Only the x86 instruction set is mostly described here.
Basics
What is Assembly Language
Assembly language is a low-level programming language for a computer or other programmable device.
What is the difference between the Assembly language and high-level programming languages
Each assembly languages is specific for a given computer architecture (instruction set).
High level programming language are mostly portable across multiple systems.
How is the source code of an high-level programming language converted to the executable machine code
Via a Compiler
How is the source code of an assembly language converted to the executable machine code
Via an Assembler
List examples of some assemblers
NASM - Free, well documented, can be used on both Linuxc and Windwos
MASM - Microsoft Assembler
TASM - Borland Turbo Assembler
GAS - GNU Assembler
Why Assembly languages exist?
Each computer has a microprocessor with arithmetical, logical and control activities.
Each family of processors has its own set of instructions.
Processors understands only machine language instructions, which are ones and zeros. But develop software only using ones and zeros is too hard and complex. As the solution there are the assembly languages for each the instruction sets, instructions are represented with symbolic code and a more understandable form.

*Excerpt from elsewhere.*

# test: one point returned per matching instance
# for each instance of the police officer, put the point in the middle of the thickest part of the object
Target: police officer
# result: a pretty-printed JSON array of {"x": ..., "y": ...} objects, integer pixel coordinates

Advantages of understanding the assembly language
You will know:
- How applications communicate with the operating system, processor and BIOS
- The ways, data is represented in memory and other external devices
- Access and execution of instructions by the processor
- Access and processing data by instructions
Advantages of the assembly language
Less RAM
Less execution time
Suitable for time-critical jobs
Processor, memory and registers.
Describe shortly processor
Processor executes program instructions.
Describe shortly registers
Registers hold data and address.
Describe shortly memory
Storage for data. The transfer speed much higher than the speed of an HDD or SDD. The transfer speed is lower than the speed of registers.
What is a bit
The smallest unit of the storage is a bit, which can be ON (1) or OFF (0).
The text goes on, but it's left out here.